“How effective is your security when your business is closed up at night?” asks Jacques du Toit, MD of Vox Orion. “You almost certainly have an alarm system linked to an armed response company, and possibly a night-time security guard patrolling the premises as well. But is that enough?”
An armed reaction unit is fantastic to have if someone does in fact try to break in to your offices. But armed response companies fight a constant battle against false alarms, which account for far more call-outs than genuine incidents. And when they do arrive at your premises – probably after being delayed by one of those false alarms – will they be able to get in to the property to find out what is going on? Gates and fences keep out the good guys as well as the bad guys.
In theory, that’s why people have night guards. But in practice, most security guards are poorly trained, poorly paid and vulnerable. A man who is being paid less each month than you probably spend in restaurants cannot be relied on to put himself in harm’s way to protect your business – especially if he’s cold, tired and alone at 3am in the morning.
Remote video monitoring offers additional protection for your premises, while also cutting down on false alarms, helping to make armed response more effective and providing backup for on-site security guards.
Until recently it was the stuff of science fiction, but with the telecommunications networks now in place in all South Africa’s cities it’s easy for a handful of trained operatives in a secure control centre to monitor thousands of cameras in hundreds of different places.
A ‘double knock’ alert system is what makes video monitoring practical and affordable. It’s not helpful for a monitor to sit and watch a wall full of screens on which nothing is happening. Instead, the system can be programmed to put your video feed on screen when, for example, a motion sensor is triggered or a perimeter alarm goes off. Then the monitor can use the camera to check out what is happening, zooming in on areas of interest if necessary.
If it turns out that the first alert or ‘knock’ was just a stray cat or a tree blowing in the wind, nothing further happens. If there is a genuine intruder, the monitor can instantly alert the armed response company – who will know for sure that it’s not a false alarm. The monitor can then also remotely operate gates to give the armed response team quick access to the premises.
It’s also possible to stream voice from the control centre to a loudspeaker on the premises: Sometimes a loud “Hey you, I can see you!” is enough drive an intruder away, with no need for an armed response.

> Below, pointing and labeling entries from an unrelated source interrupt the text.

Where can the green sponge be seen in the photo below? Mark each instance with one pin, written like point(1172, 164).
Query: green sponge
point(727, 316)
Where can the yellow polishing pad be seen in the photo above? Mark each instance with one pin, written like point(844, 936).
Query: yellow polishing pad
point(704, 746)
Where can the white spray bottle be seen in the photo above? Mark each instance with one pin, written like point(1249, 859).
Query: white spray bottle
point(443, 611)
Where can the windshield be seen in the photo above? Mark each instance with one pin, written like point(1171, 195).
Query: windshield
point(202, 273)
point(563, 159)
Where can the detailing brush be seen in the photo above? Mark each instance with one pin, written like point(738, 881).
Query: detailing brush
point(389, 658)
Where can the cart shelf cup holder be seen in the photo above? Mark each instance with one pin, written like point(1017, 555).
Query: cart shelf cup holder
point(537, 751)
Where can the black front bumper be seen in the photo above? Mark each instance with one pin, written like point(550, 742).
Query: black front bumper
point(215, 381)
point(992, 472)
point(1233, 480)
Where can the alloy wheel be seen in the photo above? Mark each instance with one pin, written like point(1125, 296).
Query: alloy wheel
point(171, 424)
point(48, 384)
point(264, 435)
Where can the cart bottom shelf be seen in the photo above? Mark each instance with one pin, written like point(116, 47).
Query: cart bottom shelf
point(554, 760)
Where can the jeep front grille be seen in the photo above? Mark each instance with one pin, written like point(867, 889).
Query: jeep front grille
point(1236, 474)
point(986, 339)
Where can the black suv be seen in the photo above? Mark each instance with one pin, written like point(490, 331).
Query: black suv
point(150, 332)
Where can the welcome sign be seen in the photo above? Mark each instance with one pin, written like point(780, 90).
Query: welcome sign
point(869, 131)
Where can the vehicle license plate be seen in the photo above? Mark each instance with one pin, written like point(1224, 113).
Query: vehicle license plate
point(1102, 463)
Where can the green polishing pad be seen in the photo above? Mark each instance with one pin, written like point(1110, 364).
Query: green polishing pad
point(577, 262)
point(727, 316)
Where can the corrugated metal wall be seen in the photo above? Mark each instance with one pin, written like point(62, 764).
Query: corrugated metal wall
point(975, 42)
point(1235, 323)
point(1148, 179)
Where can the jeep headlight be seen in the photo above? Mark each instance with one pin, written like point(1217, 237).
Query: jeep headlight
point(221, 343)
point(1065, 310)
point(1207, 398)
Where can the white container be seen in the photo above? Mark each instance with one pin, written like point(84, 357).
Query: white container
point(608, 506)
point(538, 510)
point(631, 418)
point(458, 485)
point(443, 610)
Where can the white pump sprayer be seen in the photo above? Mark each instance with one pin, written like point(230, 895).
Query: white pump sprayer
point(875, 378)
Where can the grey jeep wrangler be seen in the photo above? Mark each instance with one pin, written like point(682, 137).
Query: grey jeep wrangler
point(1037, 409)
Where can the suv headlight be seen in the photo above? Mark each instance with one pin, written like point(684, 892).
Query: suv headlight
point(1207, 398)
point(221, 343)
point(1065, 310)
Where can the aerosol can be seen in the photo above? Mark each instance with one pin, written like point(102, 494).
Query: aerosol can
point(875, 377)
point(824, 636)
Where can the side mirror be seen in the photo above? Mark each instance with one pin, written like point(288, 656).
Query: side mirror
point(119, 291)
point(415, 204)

Not only is this far more effective security for your site, it’s also great for armed response companies, who get far fewer false alarms. That in turn means their costs are better controlled, which in turn should lead to fewer price increases.
It also means that as an armed response customer, you have another way to monitor their performance. If an alarm is sent out from the control centre, you have a record of the exact time that happened, and video evidence of when the team arrived and what they did.
Video evidence can be critical in criminal cases as well. If you do decide to opt for remote video monitoring, check that video feeds are not only recorded, but that they are recorded in a format that will stand up as evidence in court. This means, at the very least, resolution high enough to make facial details clear, a camera with adequate night vision and proper date and time codes.
It’s also important to work with a service provider who will carefully assess your individual needs and create a customised incident management procedure. This should include, for example, a specification of how particular kinds of incidents should be dealt with, who to call and whose desk the incident report should go to in the morning.
Properly done, remote video monitoring is a powerful way to enhance the security of your premises and your business. It’s also, thanks to telecommunications technology that can empower one person to monitor many sites, remarkably cost-effective.